Reputation: 171
I need to interpret text copied from emails. Currently, the users copy the text of the email and paste it into an HTML text area. I already have a 90% solution, but here is one case that is stumping me. The data is stored in a table in the email. Here is one row of that data, which could easily have 50 rows or more, in a similar format:
<tr>
<td valign=3D"top" style=3D"background:white;padding:0in 0in 0in 0in">
<p class=3D"MsoNormal"><span style=3D"color:black">WI</span><o:p></o:p></p>
</td>
<td valign=3D"top" style=3D"background:white;padding:0in 0in 0in 0in">
<p class=3D"MsoNormal"><span style=3D"color:black">BARABOO 53913</span><o:p></o:p></p>
</td>
<td valign=3D"top" style=3D"background:white;padding:0in 0in 0in 0in">
<p class=3D"MsoNormal"><span style=3D"color:black">8:00</span><o:p></o:p></p>
</td>
<td valign=3D"top" style=3D"background:white;padding:0in 0in 0in 0in">
<p class=3D"MsoNormal"><span style=3D"color:black">VAN</span><o:p></o:p></p>
</td>
<td valign=3D"top" style=3D"background:white;padding:0in 0in 0in 0in">
<p class=3D"MsoNormal"><span style=3D"color:black">WI</span><o:p></o:p></p>
</td>
<td valign=3D"top" style=3D"background:white;padding:0in 0in 0in 0in">
<p class=3D"MsoNormal"><span style=3D"color:black">8/29/2015</span><o:p></o:p></p>
</td>
</tr>
This is an example of the sort of things I have to accomodate, although I actually want to accomodate a lot more.

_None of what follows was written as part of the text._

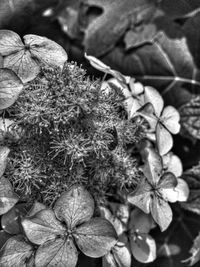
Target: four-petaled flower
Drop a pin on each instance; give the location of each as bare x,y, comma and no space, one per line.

When the user pastes that row, it turns into this:
WI
BARABOO 53913
8:00
VAN
WI
8/29/2015
Keep in mind that I am receiving many rows, so they all get run together. The number, order, and format of the columns are completely inconsistent, sometimes even within the same document.
If I could get this, I can use my already existing code to parse it:
WI BARABOO 53913 8:00 VAN WI 8/29/2015
But I have pretty much nothing to work with. If I had the raw HTML, I could parse it safely (It is never displayed), but I can't get it. Does anyone know how I can get this as raw HTML or some other coherent format? I doubt if it matters, but in most cases, the source of the copy will be MS Outlook.
edit: the whole goal is to make this machine-parsable. I don't need help with the parsing, I have that covered. I just need something useful to parse.
Upvotes: 2
Views: 649
Reputation: 2613
Here's a Jquery solution.
$('#txtArea').on('paste', function() {
setTimeout(function () {
var txt=$(this).val();
$(this).val(txt.replace(/\s+/g, ' '));
}, 100);
});
Upvotes: 1
Reputation: 78840
It looks like the paste event, for Chrome and Firefox, may have a clipboardData
property of type DataTransfer. That has a getData
method that takes a content type, so you may be able to do this to check if the content is HTML:
textArea.addEventListener('paste', function (e) {
var html = e.clipboardData && e.clipboardData.getData('text/html');
if (html) {
// handle HTML table logic
}
});
Update:
Interestingly, IE has a beforepaste event which looks like it has a similar clipboardData
object, so maybe you can handle that browser using this technique.
Upvotes: 1
Reputation: 46323
You can get the pasted HTML maintained if you replace your text area with a "contentEditable" element, such as a <div>
. Try this for example, it will alert the html "source" you paste into it:
var paste = document.getElementById('paste');
paste.onpaste = function() { setTimeout(function() { alert(paste.innerHTML); }, 1); };
#paste {
width:200px;
height:60px;
border: 2px solid blue;
}
<div id="paste" contentEditable="true"></div>
Note that the content is available after the onpaste
event fires, so use a timeout.
Upvotes: 3
Reputation: 21575
One way to handle this is to simply format the data yourself when it is pasted. For example, you can replace the newlines with spaces, then replace the many spaces with a single space. Then set the textarea
with that new value:
text.replace(/\r|\n|\n\r/g, ' ').replace(/ +(?= )/g,'');
Then you would, have this in a onpaste
event. Make text
be the clipboard contents, and finally set the textarea
to the new text:
document.getElementById("text").addEventListener('paste', function (e) {
var text = e.clipboardData.getData('text/plain');
text = text.replace(/\r|\n|\n\r/g, ' ').replace(/ +(?= )/g,'');
setTimeout(function(){
document.getElementById("text").value = text;
}, 10);
});
Here is a fiddle example. Take the content and paste it into the text area, it will be changed to "WI BARABOO 53913 8:00 VAN WI 8/29/2015"
.
Upvotes: 0